The omics work will be implemented in three general stages:
Stage 1: Study design optimization. Biological samples collected in the panel studies (daily urine samples, two blood samples) will be used to assess detectability of omics markers and the likely sources of variability within and between individuals, using small numbers of subjects. These results will inform the design and interpretation of stages 2 and 3.
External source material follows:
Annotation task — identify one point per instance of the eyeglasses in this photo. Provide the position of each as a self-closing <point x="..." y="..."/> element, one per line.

Stage 2: Omics–exposure associations in the biological samples newly collected in the subcohort (n = 1,200). Primary analyses will evaluate three a priori defined exposures (ETS, total POP concentration, and air pollution) and on the specific multiple exposure clusters generated in research area 3. The three exposures have been selected because we have comparatively good long-term exposure estimates, and already there are some data from human omics studies (Bollati and Baccarelli 2010; Hou et al. 2011, 2012; Rusiecki et al. 2008). Power calculations for these analyses are described in the Supplemental Material, Detailed description of omics techniques to be used in HELIX, pp. 4–6, and Table S1. Secondary analyses will examine other exposures. Panel study data will evaluate short-term exposure–omics associations for a range of exposures for which detailed data are collected in the panels: air pollution, noise, UV, and nonpersistent chemicals.
Stage 3. Omics–health associations. Biologically meaningful omics “hits” will be then linked to our main child health end points, similar to the “meet-in-the-middle” approach to biomarker discovery (Chadeau-Hyam et al. 2011). The child health outcomes will be largely continuous outcome scores (BMI z-score, cognitive score, lung function). If relevant, reverse causality potential may be evaluated in blood and urine samples available in some of the cohorts at earlier time points (Figure 4).
To analyze, integrate, and interpret the large numbers of data generated by individual omics techniques, HELIX will apply a pathway analysis approach. The biomarkers obtained from the association analysis, in combination with available libraries of biological pathways [Gene Ontology (http://www.geneontology.org/); Kyoto Encyclopedia of Genes and Genomes (http://www.genome.jp/kegg/); Reactome (http://www.reactome.org/); Comparative Toxicogenomics Database (http://ctdbase.org/)] will be used to identify biological pathways affected by the exposures. Identification and representation of biological–toxicological pathways will be done using software such as Ingenuity Pathway Analysis (http://www.ingenuity.com/), Cytoscape (Saito et al. 2012), and Impala (Kamburov et al. 2011). Pathway approaches combining data from different omics techniques (e.g., metabolomics and transcriptomics) are also starting to be developed to search for common pathways determining sensitivity to pharmaceutical and toxic agents (Cavill et al. 2011; Jennen et al. 2011; Kamburov et al. 2011); HELIX aims to use similar approaches.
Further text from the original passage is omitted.